Convolutional Neural Network Architectures for Predicting DNA-Protein Binding [code][paper]
This work describes a systematic exploration of convolutional neural network (CNN) architectures for DNA-protein binding. It concludes that the convolutional kernels are very important for the success of the networks on motif-based tasks.
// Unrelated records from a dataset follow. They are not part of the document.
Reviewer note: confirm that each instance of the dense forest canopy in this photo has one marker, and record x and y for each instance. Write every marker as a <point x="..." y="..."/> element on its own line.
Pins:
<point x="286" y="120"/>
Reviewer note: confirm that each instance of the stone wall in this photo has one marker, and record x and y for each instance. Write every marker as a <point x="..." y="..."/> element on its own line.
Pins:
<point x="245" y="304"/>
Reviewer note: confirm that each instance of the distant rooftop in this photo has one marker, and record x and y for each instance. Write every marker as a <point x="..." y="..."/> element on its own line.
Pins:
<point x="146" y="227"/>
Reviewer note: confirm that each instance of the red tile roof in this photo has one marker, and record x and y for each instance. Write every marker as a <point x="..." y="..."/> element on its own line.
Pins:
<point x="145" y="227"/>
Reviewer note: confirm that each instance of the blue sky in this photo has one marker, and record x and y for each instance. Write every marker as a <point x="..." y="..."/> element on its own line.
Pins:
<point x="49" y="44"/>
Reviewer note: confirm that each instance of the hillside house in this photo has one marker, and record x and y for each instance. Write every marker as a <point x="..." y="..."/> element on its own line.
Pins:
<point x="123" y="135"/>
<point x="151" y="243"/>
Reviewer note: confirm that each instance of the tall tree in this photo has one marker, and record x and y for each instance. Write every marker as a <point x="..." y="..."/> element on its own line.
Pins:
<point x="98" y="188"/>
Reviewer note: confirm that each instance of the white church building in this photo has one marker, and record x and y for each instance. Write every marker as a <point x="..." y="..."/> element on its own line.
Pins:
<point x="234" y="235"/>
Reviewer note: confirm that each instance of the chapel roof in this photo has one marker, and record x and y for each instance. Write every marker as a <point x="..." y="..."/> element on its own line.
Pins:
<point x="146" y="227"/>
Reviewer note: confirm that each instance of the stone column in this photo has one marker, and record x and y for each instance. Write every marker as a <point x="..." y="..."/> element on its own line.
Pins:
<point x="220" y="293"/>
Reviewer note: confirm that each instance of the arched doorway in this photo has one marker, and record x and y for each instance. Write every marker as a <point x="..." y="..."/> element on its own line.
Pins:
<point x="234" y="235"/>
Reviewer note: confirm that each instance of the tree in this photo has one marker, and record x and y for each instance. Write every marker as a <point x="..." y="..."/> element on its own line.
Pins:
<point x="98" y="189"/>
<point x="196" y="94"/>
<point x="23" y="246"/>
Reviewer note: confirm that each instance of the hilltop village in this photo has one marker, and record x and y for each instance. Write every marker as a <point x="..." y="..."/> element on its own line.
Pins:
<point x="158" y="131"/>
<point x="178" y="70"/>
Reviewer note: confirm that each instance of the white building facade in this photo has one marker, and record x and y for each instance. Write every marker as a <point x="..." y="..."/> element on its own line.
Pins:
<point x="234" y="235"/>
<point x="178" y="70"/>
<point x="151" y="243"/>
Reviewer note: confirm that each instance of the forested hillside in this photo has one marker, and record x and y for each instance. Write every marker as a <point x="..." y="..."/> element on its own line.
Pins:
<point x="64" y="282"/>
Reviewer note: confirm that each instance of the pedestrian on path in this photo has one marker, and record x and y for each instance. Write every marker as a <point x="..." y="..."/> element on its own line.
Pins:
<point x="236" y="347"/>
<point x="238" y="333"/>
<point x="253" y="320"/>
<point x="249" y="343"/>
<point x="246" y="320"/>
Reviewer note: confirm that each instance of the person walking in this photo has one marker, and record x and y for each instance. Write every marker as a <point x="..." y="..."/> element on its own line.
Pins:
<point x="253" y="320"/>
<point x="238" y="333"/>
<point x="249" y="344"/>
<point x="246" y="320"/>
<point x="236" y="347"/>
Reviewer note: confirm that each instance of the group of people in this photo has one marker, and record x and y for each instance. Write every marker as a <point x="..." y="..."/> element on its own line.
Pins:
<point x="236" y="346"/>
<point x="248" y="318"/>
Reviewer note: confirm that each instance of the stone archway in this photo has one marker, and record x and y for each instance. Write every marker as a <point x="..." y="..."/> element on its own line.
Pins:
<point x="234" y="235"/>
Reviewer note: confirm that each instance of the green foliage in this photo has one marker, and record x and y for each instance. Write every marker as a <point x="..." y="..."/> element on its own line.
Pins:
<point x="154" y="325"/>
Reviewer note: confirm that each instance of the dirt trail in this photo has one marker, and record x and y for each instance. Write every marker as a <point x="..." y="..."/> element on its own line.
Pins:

Interestingly, the authors have provided a Dockerized implementation of DeepBind from the Frey lab (see above) and also provide EC2-laucher scripts and code for comparing different GPU enabled models programmed in Caffe.
PEDLA: predicting enhancers with a deep learning-based algorithmic framework [code][paper]
This package is for predicting enhancers (stretches of DNA that can enhance the expression of a gene under certain conditions or in a certain kind of cell, often working at a distance from the gene itself) based on heterogeneous data from (e.g.) the ENCODE project, using 1,114 features altogether.
DEEP: a general computational framework for predicting enhancers [paper][code]
An ensemble prediction method for enhancers.
Genome-Wide Prediction of cis-Regulatory Regions Using Supervised Deep Learning Methods (and several other papers applying various kinds of deep networks to regulatory region prediction) [code] (one [paper] out of several)
Wyeth Wasserman’s group have made a kind of toolkit (based on the Theano tutorials) for applying different kinds of deep learning architectures to cis-regulatory element (DNA stretches that can modulate the expression of a nearby gene) prediction. They use a specific “feature selection layer” in their nets to restrict the number of features in the models. This is implemented as an additional sparse one-to-one linear layer between the input layer and the first hidden layer of a multi-layer perceptron.
FIDDLE: An integrative deep learning framework for functional genomic data inference [paper][code[Youtube talk]
The group predicted transcription start site and regulatory regions but claims this solution could be easily generalized and predict other features too. FIDDLE stands for Flexible Integration of Data with Deep LEarning. The idea (nicely explained by the author in the YouTube video above) is to model several genomic signals jointly using convolutional networks. This could be for example DNase-seq, ATAC-seq, ChIP-seq, TSS-seq, maybe RNA-seq signals (as in .wig files with one value per base in the genome).